‘Firework’
By Katy Perry
“Come on, show ‘em what you’re worth,
Make ‘em go, ‘Ah, ah, ah,’
As you shoot across the sky…”
While half the world struggles to find clean water, and the news is dominated by wars, a pop star floats in microgravity sixty six miles above the earth and sings ‘What a Wonderful World’. The irony would be laughable if it weren’t so grotesque.
On the 14th April 2025, Katy Perry, and five other women, blasted into the edge of space for a fleeting moment of weightlessness at the apex of the 10 minute flight into ’space’, at a cost of millions of dollars. The all-female trip was promoted as a symbol of empowerment – as if shattering the glass ceiling now requires a rocket.
Perry returned brimming with ‘love’, transformed, apparently, by the curvature of the Earth and a fleeting glimpse of the stars – enough, she claimed, to ignite a deeper human truth. And, as if touched by divine revelation, she knelt and kissed the ground – a gesture so nauseatingly contrived that it reeked – not of awe or humility, but of a celebrity high on her own sanctimony, presenting her ten minute, glorified fairground ride as an inner awakening.

This is the new spiritual tourism of the ultra-rich: buy a seat on a rocket, call it transcendence, and descend back to Earth a better person, while the planet below burns, floods, starves, and fractures under the strain of the very excess that made such indulgences possible.

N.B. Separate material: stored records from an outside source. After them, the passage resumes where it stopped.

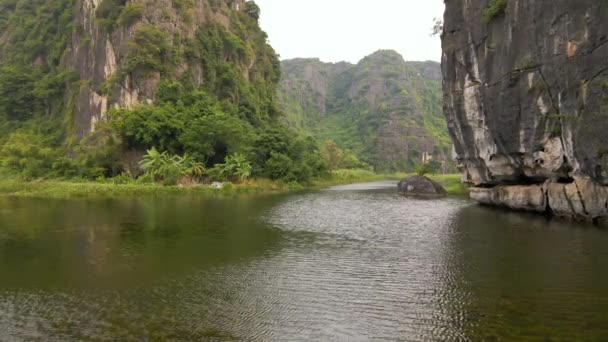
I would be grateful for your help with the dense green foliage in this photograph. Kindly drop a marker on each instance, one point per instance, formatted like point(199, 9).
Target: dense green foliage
point(495, 9)
point(171, 169)
point(384, 111)
point(207, 121)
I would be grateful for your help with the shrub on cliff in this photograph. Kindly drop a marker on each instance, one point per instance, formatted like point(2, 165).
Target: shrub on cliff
point(495, 9)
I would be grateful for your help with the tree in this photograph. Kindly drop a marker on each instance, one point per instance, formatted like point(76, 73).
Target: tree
point(236, 167)
point(332, 154)
point(253, 10)
point(437, 27)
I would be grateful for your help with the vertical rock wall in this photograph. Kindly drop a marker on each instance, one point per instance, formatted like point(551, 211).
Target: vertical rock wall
point(526, 99)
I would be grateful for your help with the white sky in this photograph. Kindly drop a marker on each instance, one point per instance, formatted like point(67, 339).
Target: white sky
point(348, 30)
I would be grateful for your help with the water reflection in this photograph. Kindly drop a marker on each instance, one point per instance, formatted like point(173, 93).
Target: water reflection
point(352, 263)
point(522, 277)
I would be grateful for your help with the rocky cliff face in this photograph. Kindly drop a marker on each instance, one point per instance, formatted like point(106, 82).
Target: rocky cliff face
point(526, 99)
point(385, 109)
point(117, 53)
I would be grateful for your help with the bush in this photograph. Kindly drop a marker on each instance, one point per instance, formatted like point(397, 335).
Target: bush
point(495, 9)
point(170, 169)
point(130, 14)
point(236, 167)
point(149, 51)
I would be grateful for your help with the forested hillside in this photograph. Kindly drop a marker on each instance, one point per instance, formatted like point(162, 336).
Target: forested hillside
point(88, 86)
point(386, 111)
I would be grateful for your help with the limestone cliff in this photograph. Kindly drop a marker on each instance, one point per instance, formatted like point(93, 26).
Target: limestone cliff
point(383, 108)
point(117, 53)
point(526, 98)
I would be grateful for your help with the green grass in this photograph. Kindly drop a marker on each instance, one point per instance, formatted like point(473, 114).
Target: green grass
point(63, 189)
point(91, 189)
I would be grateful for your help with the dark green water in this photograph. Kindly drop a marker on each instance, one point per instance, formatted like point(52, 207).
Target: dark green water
point(352, 263)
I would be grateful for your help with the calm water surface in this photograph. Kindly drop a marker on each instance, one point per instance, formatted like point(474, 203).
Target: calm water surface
point(349, 263)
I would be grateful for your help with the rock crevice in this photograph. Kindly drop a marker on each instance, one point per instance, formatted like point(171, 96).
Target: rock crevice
point(525, 96)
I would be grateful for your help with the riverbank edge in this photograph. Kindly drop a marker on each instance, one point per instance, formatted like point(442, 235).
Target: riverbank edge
point(66, 189)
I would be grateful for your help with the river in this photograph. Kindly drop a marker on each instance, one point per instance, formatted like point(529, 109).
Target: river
point(349, 263)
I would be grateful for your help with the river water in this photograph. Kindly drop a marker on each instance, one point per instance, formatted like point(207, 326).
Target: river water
point(348, 263)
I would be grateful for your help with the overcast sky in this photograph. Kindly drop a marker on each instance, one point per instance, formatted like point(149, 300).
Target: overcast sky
point(348, 30)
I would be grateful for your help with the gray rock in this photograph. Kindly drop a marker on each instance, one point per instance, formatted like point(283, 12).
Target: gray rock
point(421, 186)
point(525, 96)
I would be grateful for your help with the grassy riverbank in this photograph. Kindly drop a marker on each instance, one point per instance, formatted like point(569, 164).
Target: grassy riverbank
point(112, 188)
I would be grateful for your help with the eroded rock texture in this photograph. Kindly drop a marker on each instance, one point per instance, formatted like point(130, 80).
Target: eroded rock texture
point(526, 99)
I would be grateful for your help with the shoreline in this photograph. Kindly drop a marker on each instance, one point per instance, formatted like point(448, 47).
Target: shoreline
point(67, 189)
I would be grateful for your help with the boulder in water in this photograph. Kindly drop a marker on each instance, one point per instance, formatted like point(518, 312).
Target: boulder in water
point(422, 187)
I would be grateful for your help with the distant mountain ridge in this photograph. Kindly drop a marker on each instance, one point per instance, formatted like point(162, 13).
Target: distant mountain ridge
point(386, 110)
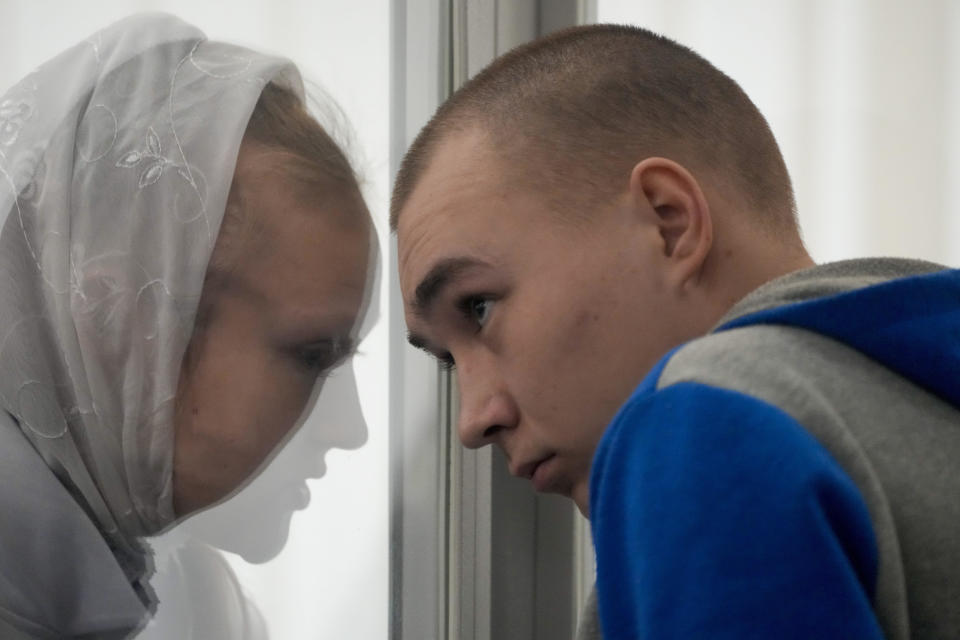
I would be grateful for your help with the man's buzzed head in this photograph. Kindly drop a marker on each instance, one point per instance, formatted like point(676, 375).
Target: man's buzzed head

If perspective was truly the goal, Perry could have spent the time confronting life on Earth: in a Sudanese refugee camp, a Gaza hospital, or a Congolese cobalt mine, where children claw minerals from the ground so the rich can upload their moments of shameful indulgence even faster. But that kind of experience doesn’t sell merchandise or burnish the brand. It doesn’t fit neatly into a deluded narrative of personal growth, where the rich consume awe like they consume everything else: on demand, for a price, and without consequence.
These luxury-fuelled joyrides are sold as reminders of Earth’s fragility, but they are monuments to denial. Nothing says ‘I care about the planet’ like setting fire to tonnes of rocket fuel to have a remote view of it. Nothing screams ‘love’ like spending more on a ten minute trip to space than most people will earn in a lifetime.
Perhaps, instead of singing ‘What a Wonderful World’, it might have been more fitting if Perry had sung ‘Drive’ by the Cars…
“Who’s gonna tell you when it’s too late?
Who’s gonna tell you things aren’t so great?
You can’t go on thinking nothing’s wrong…”
The wealthy pollute vastly more than the rest of us, yet pay the least to fix the damage. They cast themselves as enlightened explorers, while remaining wilfully blind to the trail of suffering their obscene wealth leaves behind. It is not the Earth they love, it is the illusion of themselves as saviours, as seers, as something other than what they are: self-obsessed passengers on a burning ship, dancing in first class, and filming their hypocrisy for ‘likes’.